Web Novel
Stranded with My Stepbrother Chapter 120
Will
McKenzie fell asleep against my shoulder almost the second we were inside the van. Hank glared at me like I was the antichrist, and I had a feeling he might have heard a bit of what we did through the paper-thin walls of the motel.
Good.
Not that I really wanted him hearing it or anything like that, but I damn well wanted him to accept it was going to happen. And keep happening. My dick twitched just thinking about tonight. McKenzie was right. When it came to her, I was completely insatiable.

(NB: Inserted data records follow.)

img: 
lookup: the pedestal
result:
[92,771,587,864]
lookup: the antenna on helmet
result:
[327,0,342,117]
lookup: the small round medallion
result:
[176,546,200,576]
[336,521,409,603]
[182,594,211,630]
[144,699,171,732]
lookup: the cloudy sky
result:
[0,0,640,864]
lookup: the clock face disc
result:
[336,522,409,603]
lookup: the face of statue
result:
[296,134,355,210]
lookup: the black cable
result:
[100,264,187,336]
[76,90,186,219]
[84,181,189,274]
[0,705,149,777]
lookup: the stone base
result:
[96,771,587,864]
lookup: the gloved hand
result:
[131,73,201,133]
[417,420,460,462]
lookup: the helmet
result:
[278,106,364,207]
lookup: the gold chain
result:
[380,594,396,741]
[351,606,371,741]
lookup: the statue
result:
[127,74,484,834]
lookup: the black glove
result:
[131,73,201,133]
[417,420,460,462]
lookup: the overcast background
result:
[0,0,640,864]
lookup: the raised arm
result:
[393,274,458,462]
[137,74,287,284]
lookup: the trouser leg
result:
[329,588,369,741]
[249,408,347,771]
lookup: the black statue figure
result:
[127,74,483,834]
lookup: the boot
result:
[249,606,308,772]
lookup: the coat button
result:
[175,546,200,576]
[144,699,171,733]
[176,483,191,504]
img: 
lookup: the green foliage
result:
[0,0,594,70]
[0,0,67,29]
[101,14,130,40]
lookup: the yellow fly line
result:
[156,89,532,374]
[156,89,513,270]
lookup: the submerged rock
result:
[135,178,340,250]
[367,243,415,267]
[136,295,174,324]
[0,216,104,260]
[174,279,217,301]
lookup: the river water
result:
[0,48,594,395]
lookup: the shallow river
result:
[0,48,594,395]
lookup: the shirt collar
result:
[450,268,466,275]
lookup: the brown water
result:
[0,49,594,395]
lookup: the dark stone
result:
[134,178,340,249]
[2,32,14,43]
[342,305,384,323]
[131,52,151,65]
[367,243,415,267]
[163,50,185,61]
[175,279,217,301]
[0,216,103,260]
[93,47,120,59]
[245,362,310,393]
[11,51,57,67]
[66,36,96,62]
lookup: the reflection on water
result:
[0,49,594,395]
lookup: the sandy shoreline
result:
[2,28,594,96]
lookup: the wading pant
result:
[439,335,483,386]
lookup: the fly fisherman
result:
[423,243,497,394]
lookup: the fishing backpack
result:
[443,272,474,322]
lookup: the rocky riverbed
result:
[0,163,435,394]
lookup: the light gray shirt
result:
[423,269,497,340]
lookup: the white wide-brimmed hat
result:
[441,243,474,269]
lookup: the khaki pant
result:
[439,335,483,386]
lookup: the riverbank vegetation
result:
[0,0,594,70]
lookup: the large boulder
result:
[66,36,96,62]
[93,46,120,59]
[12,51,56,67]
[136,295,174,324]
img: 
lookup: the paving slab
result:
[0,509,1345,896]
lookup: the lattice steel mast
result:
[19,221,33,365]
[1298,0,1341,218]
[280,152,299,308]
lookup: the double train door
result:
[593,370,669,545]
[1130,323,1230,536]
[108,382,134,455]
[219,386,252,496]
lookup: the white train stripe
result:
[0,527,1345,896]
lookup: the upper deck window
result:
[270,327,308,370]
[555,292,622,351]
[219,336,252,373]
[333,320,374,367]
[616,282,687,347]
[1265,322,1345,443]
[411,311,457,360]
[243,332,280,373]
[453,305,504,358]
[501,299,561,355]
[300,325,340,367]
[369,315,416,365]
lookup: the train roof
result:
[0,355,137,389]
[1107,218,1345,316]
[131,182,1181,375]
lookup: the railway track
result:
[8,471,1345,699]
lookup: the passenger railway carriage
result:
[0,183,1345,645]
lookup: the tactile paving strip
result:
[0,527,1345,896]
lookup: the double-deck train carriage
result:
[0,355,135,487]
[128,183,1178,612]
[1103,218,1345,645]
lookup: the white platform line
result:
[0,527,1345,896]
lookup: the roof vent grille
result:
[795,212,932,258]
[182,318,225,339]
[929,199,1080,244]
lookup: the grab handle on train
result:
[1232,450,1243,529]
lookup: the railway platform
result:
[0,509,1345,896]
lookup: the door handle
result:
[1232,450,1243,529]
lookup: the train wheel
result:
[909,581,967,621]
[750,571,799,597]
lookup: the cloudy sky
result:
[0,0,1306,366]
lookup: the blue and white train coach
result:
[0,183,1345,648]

“I hope you’re proud of yourself,” Hank gritted out as I stroked McKenzie’s hair. My eyes were growing heavy but Hank’s muttering kept me from sleep. “Defiling that little girl,” he went on angrily.
I was, actually, rather proud of how many times I’d made McKenzie come last night, but I was getting very annoyed with Hank’s vitriol. And it wasn’t even 7:00 AM. “Wasn’t Hoot going to leave you at the motel?”
“Hoot was. Then Hoot decided it might break McKenzie’s little ol’ heart,” Hoot called from the front.
After our conversation the night before, I wasn’t so sure it would have broken McKenzie’s ‘little ol’ heart,’ but I imagined after a while it would have eaten at her. I sighed. “Listen, not that it’s any of your business, but I care about McKenzie very much. I don’t want either of you to ever worry about that.”
“What you’re doing is wrong.” Jeanie sniffled, and I was sure the wet rag was going to start crying again.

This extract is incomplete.